第四幕、御三家の幕引
 月影くんにここまで言わせるふーちゃん、すごいな。というか、あまり人をほめない月影くんがここまで誉めるのに、二人が付き合っていないのが謎だし、何より残酷だ。月影くんはちょっと、というかだいぶ鈍いところがあるし、ふーちゃんのことを下手に喋らせないほうがいい気がしてきた。
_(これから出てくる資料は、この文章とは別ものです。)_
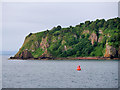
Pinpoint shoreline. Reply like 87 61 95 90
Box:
8 57 120 60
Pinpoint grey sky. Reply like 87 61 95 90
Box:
2 2 118 51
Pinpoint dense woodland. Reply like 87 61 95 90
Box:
15 17 120 57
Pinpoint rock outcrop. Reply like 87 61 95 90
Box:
104 43 116 58
89 32 97 45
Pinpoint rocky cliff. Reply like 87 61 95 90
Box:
14 18 120 59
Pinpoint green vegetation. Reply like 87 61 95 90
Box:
16 17 120 58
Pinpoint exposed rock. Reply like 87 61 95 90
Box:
98 36 103 42
89 32 97 45
40 37 49 51
104 43 116 58
15 49 33 59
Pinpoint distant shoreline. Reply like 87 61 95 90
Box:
9 57 120 60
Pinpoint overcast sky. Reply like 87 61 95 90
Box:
2 2 118 51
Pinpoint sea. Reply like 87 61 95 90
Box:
2 53 118 88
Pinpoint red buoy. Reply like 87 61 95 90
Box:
77 65 81 71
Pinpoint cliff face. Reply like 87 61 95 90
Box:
14 18 120 59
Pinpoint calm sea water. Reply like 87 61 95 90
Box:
2 56 118 88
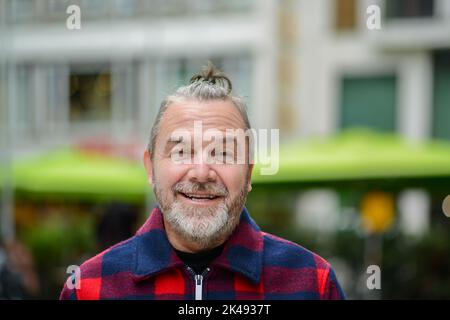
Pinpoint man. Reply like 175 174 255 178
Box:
61 65 344 299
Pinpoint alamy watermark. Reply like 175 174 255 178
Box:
167 121 280 175
366 264 381 290
66 4 81 30
66 265 81 290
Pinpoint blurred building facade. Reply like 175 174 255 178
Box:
0 0 450 300
1 0 276 158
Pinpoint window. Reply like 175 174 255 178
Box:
386 0 434 18
433 51 450 140
69 72 112 122
335 0 356 31
340 75 396 131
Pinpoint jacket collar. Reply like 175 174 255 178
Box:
133 207 263 283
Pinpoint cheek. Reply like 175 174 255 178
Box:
154 161 186 188
219 166 247 195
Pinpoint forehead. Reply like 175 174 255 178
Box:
160 100 245 136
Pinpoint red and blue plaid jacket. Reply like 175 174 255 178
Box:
60 207 344 300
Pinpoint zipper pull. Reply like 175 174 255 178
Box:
194 274 203 300
189 268 210 300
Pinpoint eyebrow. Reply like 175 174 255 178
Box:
164 136 243 154
164 137 184 154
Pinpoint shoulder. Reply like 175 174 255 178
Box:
60 236 136 300
262 232 345 299
262 232 330 269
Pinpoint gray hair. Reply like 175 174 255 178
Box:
147 63 251 158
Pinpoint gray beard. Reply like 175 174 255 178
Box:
153 183 247 249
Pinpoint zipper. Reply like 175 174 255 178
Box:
186 266 211 300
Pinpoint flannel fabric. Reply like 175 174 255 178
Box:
60 207 345 300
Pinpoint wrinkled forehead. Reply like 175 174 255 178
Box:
158 100 246 140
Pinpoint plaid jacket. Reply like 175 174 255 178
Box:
60 207 345 300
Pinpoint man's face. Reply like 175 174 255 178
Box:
145 100 253 248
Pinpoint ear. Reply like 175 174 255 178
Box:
144 150 153 185
247 163 253 192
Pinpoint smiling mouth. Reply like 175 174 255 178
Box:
178 192 221 202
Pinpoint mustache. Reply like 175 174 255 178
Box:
172 181 228 197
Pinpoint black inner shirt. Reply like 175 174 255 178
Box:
174 244 225 274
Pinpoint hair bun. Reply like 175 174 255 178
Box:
189 62 233 94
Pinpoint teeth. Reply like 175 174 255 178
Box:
186 194 216 200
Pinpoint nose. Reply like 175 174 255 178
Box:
188 155 217 183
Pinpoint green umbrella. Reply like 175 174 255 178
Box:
253 129 450 183
5 130 450 201
13 149 149 200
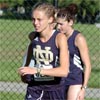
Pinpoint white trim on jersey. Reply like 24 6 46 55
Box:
73 54 83 70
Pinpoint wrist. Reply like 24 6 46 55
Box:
36 68 41 76
81 86 87 90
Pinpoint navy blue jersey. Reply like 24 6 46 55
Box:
28 31 64 91
66 30 84 85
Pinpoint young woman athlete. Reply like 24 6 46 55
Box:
18 3 69 100
57 4 91 100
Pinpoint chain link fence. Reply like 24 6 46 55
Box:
0 0 100 100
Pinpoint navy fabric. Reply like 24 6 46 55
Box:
65 30 84 85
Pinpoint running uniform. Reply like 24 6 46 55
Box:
65 30 84 87
25 31 65 100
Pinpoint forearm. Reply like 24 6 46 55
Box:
40 67 68 77
83 66 91 86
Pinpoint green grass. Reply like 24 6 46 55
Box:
0 19 100 88
0 92 99 100
0 92 25 100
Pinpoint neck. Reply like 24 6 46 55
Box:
65 29 74 38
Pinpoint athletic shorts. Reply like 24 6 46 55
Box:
25 86 66 100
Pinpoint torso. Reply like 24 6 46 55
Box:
66 30 83 85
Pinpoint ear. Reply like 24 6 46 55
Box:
49 17 54 24
69 20 74 26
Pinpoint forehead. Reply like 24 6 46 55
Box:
32 10 47 18
56 18 66 23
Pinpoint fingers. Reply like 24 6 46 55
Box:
18 67 25 76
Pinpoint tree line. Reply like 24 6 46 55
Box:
0 0 100 24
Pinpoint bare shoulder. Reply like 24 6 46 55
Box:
57 33 67 41
56 33 67 47
75 33 86 46
75 33 86 42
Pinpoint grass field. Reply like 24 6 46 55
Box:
0 92 99 100
0 19 100 88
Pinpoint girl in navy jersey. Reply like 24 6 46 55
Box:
18 3 69 100
57 4 91 100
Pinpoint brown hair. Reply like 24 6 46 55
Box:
57 3 78 22
32 2 56 19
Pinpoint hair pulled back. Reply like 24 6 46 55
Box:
57 3 78 22
32 2 56 19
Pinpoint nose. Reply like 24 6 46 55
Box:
57 24 61 30
32 19 38 25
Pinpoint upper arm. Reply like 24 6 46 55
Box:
57 33 69 70
75 34 90 66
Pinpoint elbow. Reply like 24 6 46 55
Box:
62 70 69 77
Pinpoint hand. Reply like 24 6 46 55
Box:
18 67 36 76
77 89 85 100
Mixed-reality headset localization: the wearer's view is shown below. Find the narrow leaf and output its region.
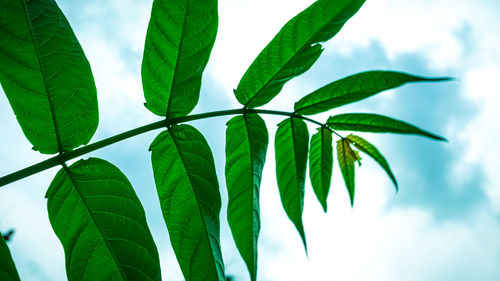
[327,113,446,141]
[0,235,20,281]
[142,0,218,117]
[150,125,225,281]
[295,71,451,115]
[274,118,309,249]
[46,158,161,281]
[346,134,398,192]
[0,0,99,154]
[309,128,333,210]
[234,0,365,108]
[225,114,269,280]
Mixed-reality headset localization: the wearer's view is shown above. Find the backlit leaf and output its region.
[234,0,365,108]
[225,114,269,280]
[150,125,225,281]
[142,0,218,117]
[46,158,161,281]
[0,0,99,154]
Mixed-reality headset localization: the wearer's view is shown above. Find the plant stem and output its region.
[0,108,342,187]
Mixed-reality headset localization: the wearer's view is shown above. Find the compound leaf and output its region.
[0,0,99,154]
[141,0,218,117]
[234,0,365,108]
[150,125,225,281]
[309,128,333,213]
[326,113,446,141]
[274,118,309,251]
[225,114,269,280]
[294,71,451,115]
[46,158,161,281]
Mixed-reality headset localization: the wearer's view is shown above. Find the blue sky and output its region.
[0,0,500,281]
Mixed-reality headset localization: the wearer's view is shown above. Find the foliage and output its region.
[0,0,449,281]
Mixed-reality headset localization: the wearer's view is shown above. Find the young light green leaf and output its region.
[274,118,309,249]
[346,134,398,192]
[295,71,451,115]
[309,128,333,210]
[326,113,446,141]
[142,0,218,117]
[46,158,161,281]
[337,139,361,207]
[225,114,269,281]
[150,125,225,281]
[0,235,20,281]
[234,0,365,108]
[0,0,99,154]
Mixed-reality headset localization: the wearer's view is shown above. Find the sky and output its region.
[0,0,500,281]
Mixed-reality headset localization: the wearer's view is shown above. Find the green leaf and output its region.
[225,114,269,280]
[150,125,225,281]
[142,0,218,117]
[46,158,161,281]
[326,113,446,141]
[309,128,333,210]
[337,139,361,207]
[274,118,309,249]
[0,0,99,154]
[346,134,398,192]
[234,0,365,108]
[0,235,20,281]
[295,71,451,115]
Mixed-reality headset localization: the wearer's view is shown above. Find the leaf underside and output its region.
[0,0,99,154]
[150,125,225,281]
[46,158,161,281]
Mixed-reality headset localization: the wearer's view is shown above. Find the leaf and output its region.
[309,128,333,213]
[46,158,161,281]
[225,114,269,280]
[141,0,218,117]
[234,0,365,108]
[0,235,20,281]
[0,0,99,154]
[326,113,446,141]
[274,118,309,249]
[150,125,225,281]
[294,71,451,115]
[337,139,361,207]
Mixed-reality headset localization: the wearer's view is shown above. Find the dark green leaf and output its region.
[234,0,365,108]
[0,235,20,281]
[226,114,269,280]
[0,0,99,154]
[150,125,225,281]
[309,128,333,210]
[274,118,309,251]
[295,71,450,115]
[46,158,161,281]
[327,113,446,141]
[142,0,218,117]
[346,135,398,192]
[337,139,361,206]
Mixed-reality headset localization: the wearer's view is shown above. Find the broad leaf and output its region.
[309,128,333,210]
[295,71,450,115]
[142,0,218,117]
[0,235,20,281]
[337,139,361,206]
[46,158,161,281]
[234,0,365,108]
[150,125,225,281]
[346,134,398,192]
[225,114,269,280]
[274,118,309,251]
[0,0,99,154]
[327,113,446,141]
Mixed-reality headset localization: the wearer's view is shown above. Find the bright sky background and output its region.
[0,0,500,281]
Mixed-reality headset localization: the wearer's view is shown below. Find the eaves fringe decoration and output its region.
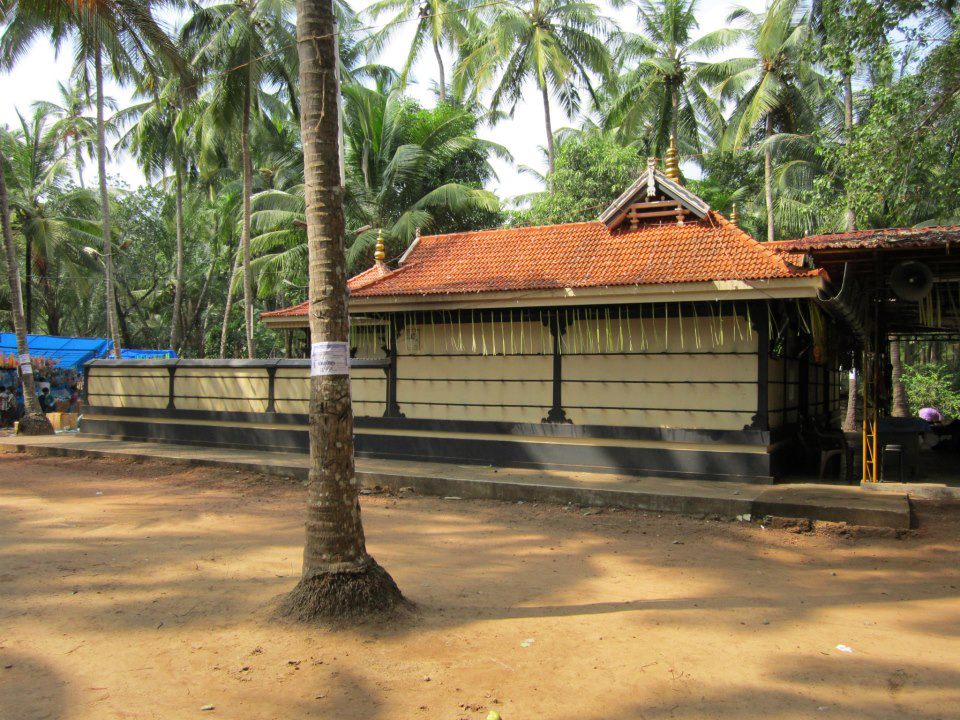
[384,301,772,357]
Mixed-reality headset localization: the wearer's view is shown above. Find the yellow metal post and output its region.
[861,352,880,482]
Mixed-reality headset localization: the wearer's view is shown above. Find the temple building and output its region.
[253,163,851,482]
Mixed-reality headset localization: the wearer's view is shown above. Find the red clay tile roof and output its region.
[262,212,819,317]
[767,231,960,254]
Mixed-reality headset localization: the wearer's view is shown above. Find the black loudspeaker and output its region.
[890,260,933,302]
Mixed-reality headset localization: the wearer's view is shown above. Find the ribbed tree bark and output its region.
[0,146,53,435]
[843,73,857,232]
[540,80,553,177]
[890,338,910,417]
[170,148,185,353]
[24,233,33,334]
[763,113,776,242]
[94,45,123,358]
[843,372,863,432]
[281,0,406,621]
[433,40,447,102]
[240,56,255,360]
[220,248,243,360]
[73,144,86,190]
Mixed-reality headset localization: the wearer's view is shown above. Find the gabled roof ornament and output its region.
[373,228,387,265]
[663,135,680,183]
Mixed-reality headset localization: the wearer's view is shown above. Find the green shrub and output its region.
[903,363,960,417]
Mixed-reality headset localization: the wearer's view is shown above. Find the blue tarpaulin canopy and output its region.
[0,333,177,371]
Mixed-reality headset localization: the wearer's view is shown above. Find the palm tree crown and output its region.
[456,0,610,178]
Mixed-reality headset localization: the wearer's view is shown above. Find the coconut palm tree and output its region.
[181,0,299,358]
[0,105,100,335]
[367,0,477,102]
[283,0,405,621]
[0,152,53,435]
[605,0,743,157]
[253,85,509,286]
[455,0,610,173]
[700,0,825,240]
[36,82,97,188]
[116,78,188,352]
[0,0,190,357]
[0,119,53,435]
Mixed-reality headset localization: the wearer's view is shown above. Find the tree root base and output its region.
[17,415,53,435]
[277,558,413,623]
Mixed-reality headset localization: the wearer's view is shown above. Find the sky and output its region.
[0,0,765,199]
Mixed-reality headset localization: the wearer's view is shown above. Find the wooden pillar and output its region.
[543,310,570,423]
[383,315,405,417]
[797,353,810,418]
[167,365,177,410]
[749,301,770,430]
[267,365,277,412]
[822,360,833,427]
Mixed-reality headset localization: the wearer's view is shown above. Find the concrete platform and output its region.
[0,433,911,529]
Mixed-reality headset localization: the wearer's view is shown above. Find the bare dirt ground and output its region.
[0,455,960,720]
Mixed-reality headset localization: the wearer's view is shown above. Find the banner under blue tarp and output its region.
[0,333,177,371]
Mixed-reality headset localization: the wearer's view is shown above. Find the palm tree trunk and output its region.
[170,149,184,353]
[540,80,553,180]
[220,248,243,360]
[890,339,910,417]
[843,73,857,232]
[24,233,33,334]
[283,0,404,621]
[843,371,861,432]
[763,113,775,242]
[0,143,53,435]
[433,38,447,102]
[94,46,123,358]
[240,67,255,360]
[73,145,86,190]
[667,87,680,147]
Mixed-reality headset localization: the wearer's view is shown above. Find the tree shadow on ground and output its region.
[584,657,960,720]
[0,646,67,720]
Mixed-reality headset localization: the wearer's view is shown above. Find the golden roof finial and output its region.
[373,228,387,265]
[663,135,680,182]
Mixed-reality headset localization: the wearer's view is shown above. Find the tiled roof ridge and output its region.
[416,220,603,243]
[767,225,960,253]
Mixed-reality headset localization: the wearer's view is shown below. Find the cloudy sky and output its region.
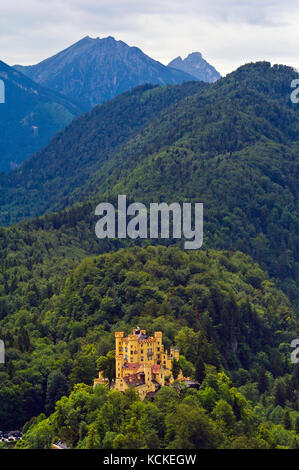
[0,0,299,75]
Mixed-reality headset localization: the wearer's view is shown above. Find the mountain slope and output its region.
[0,61,83,172]
[168,52,221,83]
[1,63,299,301]
[15,36,195,107]
[0,244,297,437]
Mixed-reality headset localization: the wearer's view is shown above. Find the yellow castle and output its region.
[94,328,186,400]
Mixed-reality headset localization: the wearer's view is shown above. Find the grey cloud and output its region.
[0,0,299,73]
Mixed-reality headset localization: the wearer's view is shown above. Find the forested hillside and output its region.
[0,63,299,302]
[0,63,299,448]
[15,36,198,110]
[0,246,299,448]
[0,60,83,173]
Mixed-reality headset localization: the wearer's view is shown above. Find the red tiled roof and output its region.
[152,364,161,374]
[123,362,141,369]
[124,374,145,387]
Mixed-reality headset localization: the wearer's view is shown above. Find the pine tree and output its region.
[258,366,269,395]
[195,357,206,384]
[283,411,292,431]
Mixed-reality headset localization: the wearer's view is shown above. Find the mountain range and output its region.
[0,62,299,306]
[0,36,219,172]
[15,36,202,108]
[0,58,299,449]
[168,52,221,83]
[0,61,84,172]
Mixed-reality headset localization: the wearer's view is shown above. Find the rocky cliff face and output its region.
[0,61,83,172]
[168,52,221,83]
[15,36,195,109]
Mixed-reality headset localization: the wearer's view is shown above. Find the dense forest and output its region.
[0,62,299,448]
[0,62,299,306]
[0,246,299,448]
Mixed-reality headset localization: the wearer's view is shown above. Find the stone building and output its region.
[94,328,186,400]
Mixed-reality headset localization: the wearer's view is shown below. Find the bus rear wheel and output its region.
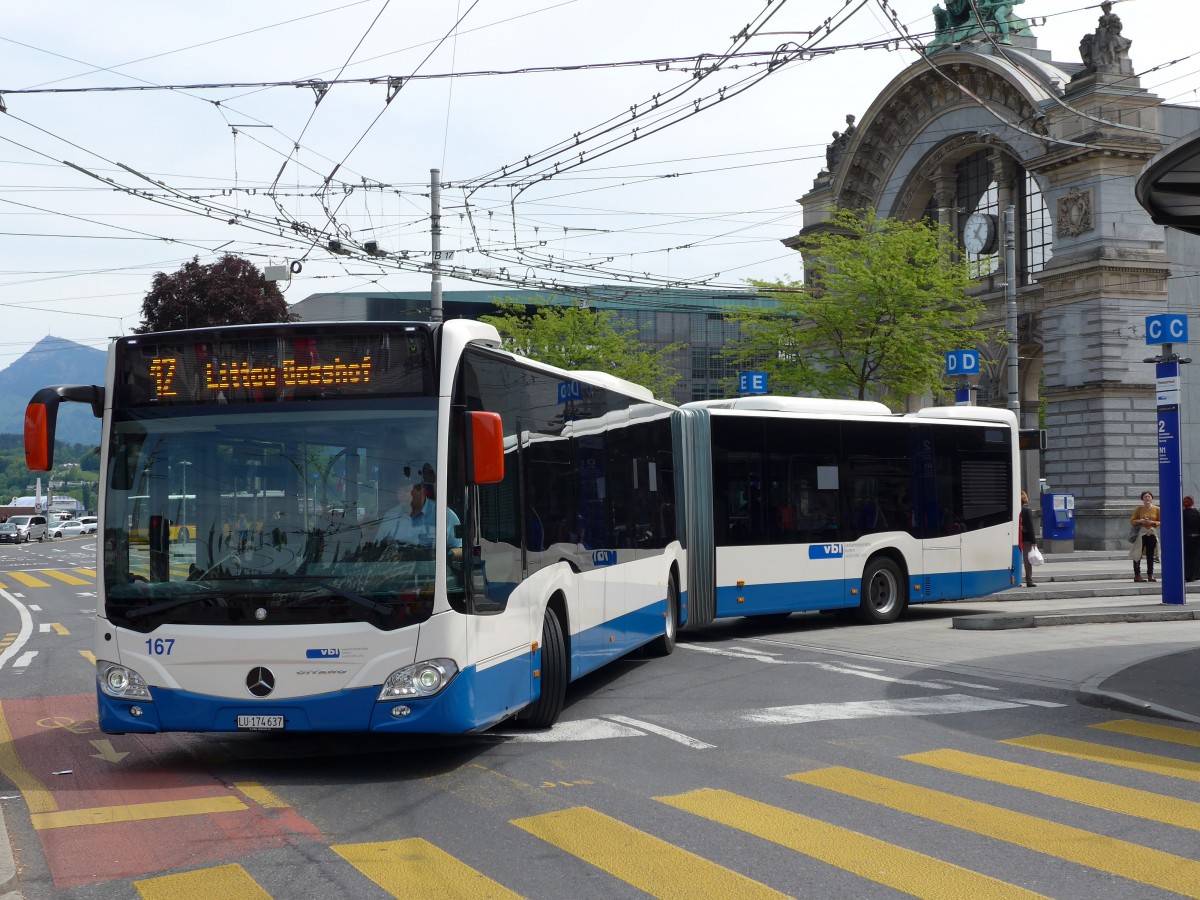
[517,608,568,728]
[857,557,907,625]
[646,576,679,656]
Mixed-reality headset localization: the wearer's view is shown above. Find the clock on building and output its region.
[962,212,996,256]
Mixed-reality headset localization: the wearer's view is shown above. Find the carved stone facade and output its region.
[785,26,1200,550]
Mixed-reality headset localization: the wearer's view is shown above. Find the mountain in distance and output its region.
[0,336,108,446]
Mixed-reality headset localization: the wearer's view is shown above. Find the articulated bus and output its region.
[25,320,686,733]
[677,397,1021,626]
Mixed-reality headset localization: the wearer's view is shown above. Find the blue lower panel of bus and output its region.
[97,654,534,734]
[716,569,1013,618]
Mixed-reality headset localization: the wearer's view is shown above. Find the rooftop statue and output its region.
[925,0,1033,53]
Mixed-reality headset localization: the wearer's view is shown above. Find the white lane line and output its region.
[604,715,716,750]
[676,643,949,691]
[734,694,1021,725]
[0,588,34,668]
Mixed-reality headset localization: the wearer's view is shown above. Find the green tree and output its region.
[133,253,295,334]
[727,210,995,406]
[480,301,683,397]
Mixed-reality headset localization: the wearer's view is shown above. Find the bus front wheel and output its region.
[517,608,568,728]
[857,557,905,625]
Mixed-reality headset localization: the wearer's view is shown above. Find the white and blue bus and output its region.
[25,320,686,733]
[676,397,1021,626]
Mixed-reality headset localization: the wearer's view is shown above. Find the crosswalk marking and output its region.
[38,569,91,584]
[8,572,50,588]
[900,750,1200,832]
[1087,719,1200,746]
[788,766,1200,898]
[512,806,786,900]
[1003,734,1200,781]
[31,794,247,832]
[655,788,1042,900]
[328,838,521,900]
[133,863,271,900]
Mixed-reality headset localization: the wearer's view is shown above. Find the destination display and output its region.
[116,326,434,407]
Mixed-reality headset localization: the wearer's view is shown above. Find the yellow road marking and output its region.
[655,788,1042,900]
[0,703,59,812]
[900,750,1200,832]
[133,863,271,900]
[8,572,50,588]
[32,794,248,832]
[1003,734,1200,781]
[1088,719,1200,746]
[512,806,786,900]
[788,766,1200,898]
[332,838,521,900]
[40,569,91,584]
[233,781,290,809]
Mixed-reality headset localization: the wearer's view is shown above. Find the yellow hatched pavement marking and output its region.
[0,703,59,814]
[8,572,50,588]
[331,838,521,900]
[233,781,290,809]
[512,806,786,900]
[1088,719,1200,746]
[1003,734,1200,781]
[788,766,1200,898]
[655,788,1043,900]
[133,863,271,900]
[38,569,91,584]
[31,796,248,832]
[900,750,1200,832]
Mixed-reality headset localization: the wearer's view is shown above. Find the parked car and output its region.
[47,518,87,538]
[8,516,46,541]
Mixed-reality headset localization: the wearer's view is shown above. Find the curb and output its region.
[1075,674,1200,725]
[950,610,1200,631]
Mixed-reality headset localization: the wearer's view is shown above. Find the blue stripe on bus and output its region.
[716,569,1013,618]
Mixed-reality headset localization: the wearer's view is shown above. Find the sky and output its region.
[0,0,1200,368]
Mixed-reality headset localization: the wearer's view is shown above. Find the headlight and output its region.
[96,660,154,702]
[379,659,458,700]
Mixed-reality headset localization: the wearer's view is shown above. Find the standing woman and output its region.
[1129,491,1160,581]
[1021,491,1037,588]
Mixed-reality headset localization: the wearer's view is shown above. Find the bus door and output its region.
[913,426,966,600]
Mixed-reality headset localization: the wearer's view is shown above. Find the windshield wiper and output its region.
[255,575,391,616]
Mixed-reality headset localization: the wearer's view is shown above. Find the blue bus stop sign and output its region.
[1146,313,1188,344]
[738,372,767,394]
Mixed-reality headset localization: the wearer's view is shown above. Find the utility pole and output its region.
[430,169,442,322]
[1004,204,1021,428]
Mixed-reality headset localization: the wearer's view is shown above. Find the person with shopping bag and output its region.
[1021,491,1044,588]
[1129,491,1162,581]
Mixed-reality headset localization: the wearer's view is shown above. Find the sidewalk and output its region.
[952,551,1200,725]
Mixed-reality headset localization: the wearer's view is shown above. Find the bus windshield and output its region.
[103,397,461,631]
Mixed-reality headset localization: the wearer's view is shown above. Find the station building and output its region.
[784,0,1200,550]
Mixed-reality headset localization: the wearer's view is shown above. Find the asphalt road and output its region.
[0,549,1200,900]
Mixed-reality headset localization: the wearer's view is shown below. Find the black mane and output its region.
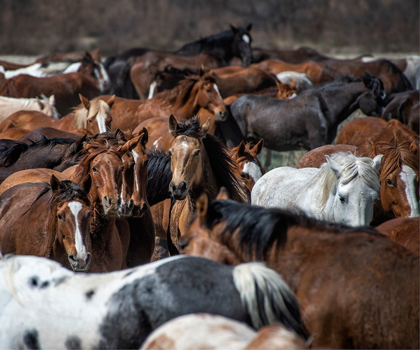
[205,200,379,259]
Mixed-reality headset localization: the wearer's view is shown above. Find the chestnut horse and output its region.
[0,95,115,134]
[0,175,92,271]
[100,71,226,130]
[339,118,420,218]
[179,194,420,349]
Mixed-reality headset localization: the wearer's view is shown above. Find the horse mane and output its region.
[360,121,419,181]
[176,117,248,202]
[73,99,109,129]
[146,149,172,206]
[204,200,380,260]
[154,74,215,109]
[0,136,76,167]
[316,152,380,209]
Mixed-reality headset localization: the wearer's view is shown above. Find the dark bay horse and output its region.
[0,175,92,271]
[230,75,382,151]
[179,194,419,349]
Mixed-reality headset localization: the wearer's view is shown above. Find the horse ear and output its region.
[169,114,178,137]
[50,175,60,192]
[216,186,230,200]
[196,192,209,223]
[372,154,383,171]
[325,155,341,177]
[106,95,115,108]
[201,118,210,136]
[250,139,264,157]
[79,94,90,109]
「こういった点について、当の本人から何か提案はなかったのか?」

「提案って?」

「深古都さんから破談に持ち込むいい策を聞いていないのか」

「あー……っと……聞いたんだけど……」


 さっきの今で「私が松隆くんと付き合ってることにすればいいんじゃないかって言われちゃってー」とはとても言えない。「というか、付き合わなくても遊ばれればいいみたいな!」なんてもってのほかだ。


「あんまりいい案じゃなかったっていうか……」

「……おじ様を説得するしかないんじゃないか。もう女遊びはさせないから恋人くらい好きにさせてあげてほしいと」

「それで納得しなさそうだからこんな井戸端会議になってるんだよね? 月影くん、面倒臭くなって適当に言ってるだけだよね?」

「そうでもない、考えてはいる。しかし、いかんせんこの手の話は縁がなく、苦手でな」


 この手の話ってどの手の話? お見合いって意味ではみんな縁がないから確かにその通りだけど、恋愛に関しては縁がないわけじゃないよね? 言い寄って来る縁をジョキジョキ切ってるんだよね、月影くんは。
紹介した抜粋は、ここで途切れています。